Experiments look for the effect that manipulated variables (independent variables, or IVs) have on measured variables (dependent variables, or DVs), i.e. causal effects.
Laboratory experiments pay particular attention to eliminating the effects of other, extraneous variables, by controlling them (i.e. removing or keeping them constant) in an artificial environment.
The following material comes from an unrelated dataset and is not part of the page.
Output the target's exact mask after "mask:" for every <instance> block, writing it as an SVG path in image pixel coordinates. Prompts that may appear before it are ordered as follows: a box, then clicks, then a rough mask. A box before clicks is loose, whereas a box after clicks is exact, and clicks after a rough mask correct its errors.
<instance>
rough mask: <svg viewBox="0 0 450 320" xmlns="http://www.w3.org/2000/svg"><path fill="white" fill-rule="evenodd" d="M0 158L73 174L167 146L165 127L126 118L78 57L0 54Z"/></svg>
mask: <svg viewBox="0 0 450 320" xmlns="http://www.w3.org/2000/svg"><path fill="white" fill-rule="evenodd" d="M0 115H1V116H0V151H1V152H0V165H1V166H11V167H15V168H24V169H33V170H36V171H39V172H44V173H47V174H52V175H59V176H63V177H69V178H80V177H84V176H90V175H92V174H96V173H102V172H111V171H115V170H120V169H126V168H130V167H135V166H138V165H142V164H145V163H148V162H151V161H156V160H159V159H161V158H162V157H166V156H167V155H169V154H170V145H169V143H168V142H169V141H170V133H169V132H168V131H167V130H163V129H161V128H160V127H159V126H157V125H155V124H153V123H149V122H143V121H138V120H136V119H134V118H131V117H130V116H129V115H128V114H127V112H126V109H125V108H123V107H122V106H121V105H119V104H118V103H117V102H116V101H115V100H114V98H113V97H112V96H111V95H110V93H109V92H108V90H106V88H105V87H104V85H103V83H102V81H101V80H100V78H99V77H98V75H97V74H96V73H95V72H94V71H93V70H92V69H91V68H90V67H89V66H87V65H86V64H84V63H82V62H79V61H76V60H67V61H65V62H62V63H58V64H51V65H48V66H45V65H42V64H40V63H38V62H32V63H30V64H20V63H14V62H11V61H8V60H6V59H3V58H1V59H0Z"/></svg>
This makes it more likely for researchers to find a causal effect, having confidence that no variables other than changes in an IV can affect a resulting DV. Laboratory experiments are the most heavily controlled form of experimental research.
Participants can also be randomly allocated to experimental conditions, to avoid experimenter bias (i.e. the experimenter cannot be accused of choosing who will be in each experimental condition, which could affect the results).
Evaluation of laboratory experiments:
- High control over extraneous variables means that they cannot confound the results, so a ‘cause and effect’ relationship between the IV and DV is often assumed.
- Results of laboratory experiments tend to be reliable, as the conditions created (and thus results produced) can be replicated.
- Variables can be measured accurately with the tools made available in a laboratory setting, which may otherwise be impossible for experiments conducted ‘in the field’ (field experiments).
- Data collected may lack ecological validity, as the artificial nature of laboratory experiments can cast doubt over whether the results reflect the nature of real life scenarios.
- There is a high risk of demand characteristics, i.e. participants may alter their behaviour based on their interpretation of the purpose of the experiment.
- There is also a risk of experimenter bias, e.g. researchers’ expectations may affect how they interact with participants (affecting participants’ behaviour), or alter their interpretation of the results.